Brutal honesty meets 'prudence': Canadian and U.K. parliaments dissect the Afghanistan withdrawal
CBC
Some moments call for plain language. Evaluating the chaotic end to western involvement in Afghanistan is one of those moments.
The Canadian and U.K. parliaments recently delivered committee reports on the war in Afghanistan and the tumultuous withdrawal of Western forces. Only one of them offers a searing example of the kind of brutal self-reflection that is supposed to be at heart of our democratic system.
"The international withdrawal from Afghanistan has been a disaster in terms of planning, execution and consequences for the U.K.'s wider interests," wrote the British foreign affairs committee in its final report, released May 22, 2022.
"It was a betrayal of our partners in the country and, worst of all, undermined the security of the United Kingdom by encouraging our enemies to act against us."
And that was just the first two sentences of a blistering 60-page report that unflinchingly dissected Britain's evacuation efforts and the way Afghanistan's allies left it to its fate.
Western military involvement in Afghanistan ended in August 2021 when allied nations, led by the U.S., completed their withdrawal.

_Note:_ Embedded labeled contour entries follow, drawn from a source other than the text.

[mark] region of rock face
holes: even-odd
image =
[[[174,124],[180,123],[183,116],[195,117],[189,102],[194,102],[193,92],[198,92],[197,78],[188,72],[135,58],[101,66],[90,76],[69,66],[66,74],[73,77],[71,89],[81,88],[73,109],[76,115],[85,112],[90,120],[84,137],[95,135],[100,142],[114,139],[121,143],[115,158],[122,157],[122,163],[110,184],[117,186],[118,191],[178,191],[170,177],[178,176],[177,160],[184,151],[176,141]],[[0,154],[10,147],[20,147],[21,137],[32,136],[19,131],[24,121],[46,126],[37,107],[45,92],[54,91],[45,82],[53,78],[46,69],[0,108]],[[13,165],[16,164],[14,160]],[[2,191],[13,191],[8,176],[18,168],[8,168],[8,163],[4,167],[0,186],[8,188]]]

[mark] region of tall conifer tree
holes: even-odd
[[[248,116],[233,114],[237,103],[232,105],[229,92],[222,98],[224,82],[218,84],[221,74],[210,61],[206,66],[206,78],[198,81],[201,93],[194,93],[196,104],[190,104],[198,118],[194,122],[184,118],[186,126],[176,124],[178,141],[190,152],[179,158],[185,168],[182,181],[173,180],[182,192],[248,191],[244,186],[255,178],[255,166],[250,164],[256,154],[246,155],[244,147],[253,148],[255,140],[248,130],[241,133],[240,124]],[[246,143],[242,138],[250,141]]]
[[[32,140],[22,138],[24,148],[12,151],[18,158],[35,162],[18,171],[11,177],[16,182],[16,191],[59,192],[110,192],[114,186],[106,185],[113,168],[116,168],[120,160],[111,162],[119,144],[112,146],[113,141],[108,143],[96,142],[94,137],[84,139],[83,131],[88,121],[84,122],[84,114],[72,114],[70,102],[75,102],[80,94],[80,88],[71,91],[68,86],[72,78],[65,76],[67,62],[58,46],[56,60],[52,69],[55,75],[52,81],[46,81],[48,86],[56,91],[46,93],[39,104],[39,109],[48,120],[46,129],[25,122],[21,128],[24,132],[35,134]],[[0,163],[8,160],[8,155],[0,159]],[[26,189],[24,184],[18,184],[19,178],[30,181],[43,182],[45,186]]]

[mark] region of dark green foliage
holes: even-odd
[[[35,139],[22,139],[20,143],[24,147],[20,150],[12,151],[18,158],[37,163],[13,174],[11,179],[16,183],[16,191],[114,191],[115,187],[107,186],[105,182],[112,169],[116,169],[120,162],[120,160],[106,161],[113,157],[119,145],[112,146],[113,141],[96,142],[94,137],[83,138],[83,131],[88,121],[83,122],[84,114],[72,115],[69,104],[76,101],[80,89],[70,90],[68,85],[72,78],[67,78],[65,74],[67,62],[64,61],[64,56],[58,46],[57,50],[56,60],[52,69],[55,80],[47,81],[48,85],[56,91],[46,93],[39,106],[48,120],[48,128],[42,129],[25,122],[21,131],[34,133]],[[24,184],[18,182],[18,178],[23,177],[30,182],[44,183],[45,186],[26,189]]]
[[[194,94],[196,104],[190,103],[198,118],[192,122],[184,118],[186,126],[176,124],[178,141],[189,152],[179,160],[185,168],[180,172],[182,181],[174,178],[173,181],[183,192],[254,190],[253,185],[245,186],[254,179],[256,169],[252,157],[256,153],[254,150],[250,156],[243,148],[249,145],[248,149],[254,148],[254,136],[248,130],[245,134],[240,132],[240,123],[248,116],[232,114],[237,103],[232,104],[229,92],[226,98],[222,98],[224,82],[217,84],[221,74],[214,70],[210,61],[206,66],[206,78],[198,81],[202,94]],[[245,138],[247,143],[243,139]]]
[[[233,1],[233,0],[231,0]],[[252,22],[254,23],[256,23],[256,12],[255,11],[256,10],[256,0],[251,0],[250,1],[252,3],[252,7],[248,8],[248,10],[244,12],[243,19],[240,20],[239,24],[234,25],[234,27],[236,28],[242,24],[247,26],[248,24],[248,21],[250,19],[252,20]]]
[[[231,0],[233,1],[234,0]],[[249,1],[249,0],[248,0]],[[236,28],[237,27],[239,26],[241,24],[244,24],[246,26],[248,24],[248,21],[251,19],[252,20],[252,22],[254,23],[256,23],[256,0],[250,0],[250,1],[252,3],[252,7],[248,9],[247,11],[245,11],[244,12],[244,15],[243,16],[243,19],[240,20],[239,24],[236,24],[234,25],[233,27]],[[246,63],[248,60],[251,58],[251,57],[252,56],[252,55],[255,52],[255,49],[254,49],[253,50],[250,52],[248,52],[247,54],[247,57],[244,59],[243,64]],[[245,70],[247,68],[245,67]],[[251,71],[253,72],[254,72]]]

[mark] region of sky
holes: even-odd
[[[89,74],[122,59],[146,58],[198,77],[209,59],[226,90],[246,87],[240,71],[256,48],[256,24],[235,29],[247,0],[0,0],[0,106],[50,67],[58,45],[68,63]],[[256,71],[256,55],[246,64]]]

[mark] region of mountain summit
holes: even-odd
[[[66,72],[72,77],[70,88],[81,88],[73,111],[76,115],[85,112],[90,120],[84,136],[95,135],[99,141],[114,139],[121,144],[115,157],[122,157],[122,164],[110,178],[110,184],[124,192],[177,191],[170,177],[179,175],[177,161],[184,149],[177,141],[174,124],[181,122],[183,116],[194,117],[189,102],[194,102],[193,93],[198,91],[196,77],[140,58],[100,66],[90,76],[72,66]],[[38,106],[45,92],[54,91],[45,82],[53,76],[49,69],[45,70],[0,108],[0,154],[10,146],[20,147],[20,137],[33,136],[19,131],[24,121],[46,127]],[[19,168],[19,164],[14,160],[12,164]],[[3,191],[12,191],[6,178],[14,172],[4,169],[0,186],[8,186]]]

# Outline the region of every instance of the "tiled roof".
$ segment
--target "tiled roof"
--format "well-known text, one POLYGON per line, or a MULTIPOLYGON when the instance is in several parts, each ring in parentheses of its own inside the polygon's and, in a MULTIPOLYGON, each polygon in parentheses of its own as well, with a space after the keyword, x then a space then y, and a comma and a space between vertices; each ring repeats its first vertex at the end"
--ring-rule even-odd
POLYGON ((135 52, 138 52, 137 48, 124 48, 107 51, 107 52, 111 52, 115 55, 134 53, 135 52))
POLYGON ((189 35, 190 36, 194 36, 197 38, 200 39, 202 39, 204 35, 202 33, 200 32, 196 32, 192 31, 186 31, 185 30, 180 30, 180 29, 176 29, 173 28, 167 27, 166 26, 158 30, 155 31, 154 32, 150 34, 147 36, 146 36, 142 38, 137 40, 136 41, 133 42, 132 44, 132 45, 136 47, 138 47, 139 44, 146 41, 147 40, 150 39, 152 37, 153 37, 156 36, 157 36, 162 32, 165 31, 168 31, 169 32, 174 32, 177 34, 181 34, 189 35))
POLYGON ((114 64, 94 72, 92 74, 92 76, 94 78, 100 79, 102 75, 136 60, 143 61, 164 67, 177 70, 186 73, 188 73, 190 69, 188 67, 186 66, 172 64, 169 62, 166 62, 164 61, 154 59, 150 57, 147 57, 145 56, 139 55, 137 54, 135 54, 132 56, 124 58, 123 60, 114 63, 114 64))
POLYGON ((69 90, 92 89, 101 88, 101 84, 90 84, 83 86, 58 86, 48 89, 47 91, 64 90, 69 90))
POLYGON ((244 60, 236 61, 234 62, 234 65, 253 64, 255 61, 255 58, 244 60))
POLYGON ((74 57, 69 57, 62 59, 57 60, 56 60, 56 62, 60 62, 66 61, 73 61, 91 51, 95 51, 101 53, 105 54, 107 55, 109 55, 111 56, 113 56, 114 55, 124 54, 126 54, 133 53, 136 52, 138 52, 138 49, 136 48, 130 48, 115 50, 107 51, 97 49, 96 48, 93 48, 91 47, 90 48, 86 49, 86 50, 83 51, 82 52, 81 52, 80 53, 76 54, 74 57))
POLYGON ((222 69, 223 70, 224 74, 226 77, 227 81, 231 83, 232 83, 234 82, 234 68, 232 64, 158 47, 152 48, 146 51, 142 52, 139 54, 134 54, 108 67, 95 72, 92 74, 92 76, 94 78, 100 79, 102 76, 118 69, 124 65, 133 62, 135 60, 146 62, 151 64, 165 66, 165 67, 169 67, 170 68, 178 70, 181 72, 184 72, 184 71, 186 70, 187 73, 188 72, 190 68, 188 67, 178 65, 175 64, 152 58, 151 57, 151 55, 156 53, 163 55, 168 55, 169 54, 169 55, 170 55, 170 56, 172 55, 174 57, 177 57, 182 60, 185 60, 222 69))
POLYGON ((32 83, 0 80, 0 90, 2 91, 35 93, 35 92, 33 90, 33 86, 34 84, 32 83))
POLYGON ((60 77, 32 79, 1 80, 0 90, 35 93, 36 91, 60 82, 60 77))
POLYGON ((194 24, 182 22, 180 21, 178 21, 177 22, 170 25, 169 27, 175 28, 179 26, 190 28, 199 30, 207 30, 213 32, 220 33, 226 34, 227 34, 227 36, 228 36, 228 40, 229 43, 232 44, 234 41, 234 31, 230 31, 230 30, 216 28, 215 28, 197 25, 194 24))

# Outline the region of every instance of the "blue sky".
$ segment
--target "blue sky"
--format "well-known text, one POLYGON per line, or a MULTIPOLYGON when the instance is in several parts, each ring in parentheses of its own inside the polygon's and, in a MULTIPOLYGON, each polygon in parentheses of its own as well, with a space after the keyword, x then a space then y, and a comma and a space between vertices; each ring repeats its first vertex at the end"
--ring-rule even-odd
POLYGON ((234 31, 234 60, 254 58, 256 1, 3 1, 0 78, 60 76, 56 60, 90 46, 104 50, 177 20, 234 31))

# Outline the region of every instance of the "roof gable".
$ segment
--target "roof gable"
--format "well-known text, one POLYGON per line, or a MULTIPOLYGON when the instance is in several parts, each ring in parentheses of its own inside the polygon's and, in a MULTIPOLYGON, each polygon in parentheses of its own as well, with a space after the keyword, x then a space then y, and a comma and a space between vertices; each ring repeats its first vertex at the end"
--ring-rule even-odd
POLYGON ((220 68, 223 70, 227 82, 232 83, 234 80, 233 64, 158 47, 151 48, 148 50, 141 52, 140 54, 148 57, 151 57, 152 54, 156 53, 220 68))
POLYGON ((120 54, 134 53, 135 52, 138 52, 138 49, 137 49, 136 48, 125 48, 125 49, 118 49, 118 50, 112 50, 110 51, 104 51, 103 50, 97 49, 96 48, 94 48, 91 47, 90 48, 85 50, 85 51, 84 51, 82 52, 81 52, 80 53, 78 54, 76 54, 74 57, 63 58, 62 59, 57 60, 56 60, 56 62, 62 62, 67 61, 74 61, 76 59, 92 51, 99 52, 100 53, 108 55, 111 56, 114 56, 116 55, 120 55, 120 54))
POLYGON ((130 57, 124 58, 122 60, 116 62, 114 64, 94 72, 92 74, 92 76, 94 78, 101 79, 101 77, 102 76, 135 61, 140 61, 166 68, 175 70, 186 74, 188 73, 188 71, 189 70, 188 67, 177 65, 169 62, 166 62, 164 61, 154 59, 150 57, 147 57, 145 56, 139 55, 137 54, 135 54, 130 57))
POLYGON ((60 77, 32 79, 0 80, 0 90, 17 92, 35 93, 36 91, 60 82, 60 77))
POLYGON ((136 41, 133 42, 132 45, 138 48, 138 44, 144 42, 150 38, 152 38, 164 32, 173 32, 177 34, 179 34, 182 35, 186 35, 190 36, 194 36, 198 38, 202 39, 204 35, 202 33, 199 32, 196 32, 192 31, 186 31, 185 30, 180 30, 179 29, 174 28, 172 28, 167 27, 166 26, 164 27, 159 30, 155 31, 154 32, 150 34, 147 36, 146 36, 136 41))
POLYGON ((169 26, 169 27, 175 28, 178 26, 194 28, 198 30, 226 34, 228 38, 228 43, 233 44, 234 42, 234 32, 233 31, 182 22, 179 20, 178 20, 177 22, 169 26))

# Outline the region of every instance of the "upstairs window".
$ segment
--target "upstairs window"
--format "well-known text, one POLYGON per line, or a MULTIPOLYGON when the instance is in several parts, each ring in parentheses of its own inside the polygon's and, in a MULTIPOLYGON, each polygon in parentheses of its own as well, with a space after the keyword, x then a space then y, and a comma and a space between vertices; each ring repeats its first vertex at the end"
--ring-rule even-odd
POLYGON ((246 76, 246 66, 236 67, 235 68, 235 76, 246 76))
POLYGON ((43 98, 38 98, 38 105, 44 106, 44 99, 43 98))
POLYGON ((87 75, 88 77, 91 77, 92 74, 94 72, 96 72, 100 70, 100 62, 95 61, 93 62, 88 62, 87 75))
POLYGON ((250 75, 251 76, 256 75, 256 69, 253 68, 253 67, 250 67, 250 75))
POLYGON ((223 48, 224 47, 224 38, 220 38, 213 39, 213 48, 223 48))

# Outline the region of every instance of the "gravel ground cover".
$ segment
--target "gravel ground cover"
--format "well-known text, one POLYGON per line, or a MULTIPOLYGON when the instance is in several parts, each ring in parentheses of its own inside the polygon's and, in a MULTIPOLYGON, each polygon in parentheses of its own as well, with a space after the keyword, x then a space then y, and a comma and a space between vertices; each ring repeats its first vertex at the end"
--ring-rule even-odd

The two-week airlift that removed Western troops from the country brought with it scenes of desperation and horror. In the early days, people desperate to flee Taliban rule flooded the airport tarmac in Kabul and some fell to their deaths after clinging to departing aircraft.
"The former head of the armed forces told us that the decision to withdraw was 'strategically illiterate and morally bankrupt,' while the former National Security Adviser has called it 'a bad policy, badly implemented," said the British foreign affairs committee report. "It is an act of strategic self-harm.'"
The U.K. committee report, endorsed by members of both the governing and opposition parties, went on to say that the decision to leave Afghanistan "damaged the reputation of the U.K. and its allies, and will affect the [U.K.] government's ability to achieve its foreign policy goals for years to come."
Imagine hearing that kind of frank assessment from the lips of Canadian parliamentarians or senior defence and security officials.
In fairness, two former Canadian generals, other former members of the military and officials from humanitarian agencies delivered candid and clear-eyed testimony to Canada's Special Committee on Afghanistan over the last several months.
But when it came time for a committee of Canadian parliamentarians to speak truth to power, the result was decidedly more restrained.
"Even if the exact point at which the Taliban's ascendancy became inevitable could not have been predicted with certainty, the Special Committee believes that greater prudence — and, therefore, a more proactive approach — was warranted in response to Afghanistan's clearly worsening trajectory," reads the assessment of the Special Committee on Afghanistan — buried on page 38 of its 86-page report, which was tabled with little fanfare last week.
While the phrase "greater prudence" might sound like fighting words to the Ottawa bureaucracy, it's likely cold comfort to the thousands of Afghans who believed in what countries like Canada were doing in Afghanistan and who have had to flee for their lives. Some of them are still on the run.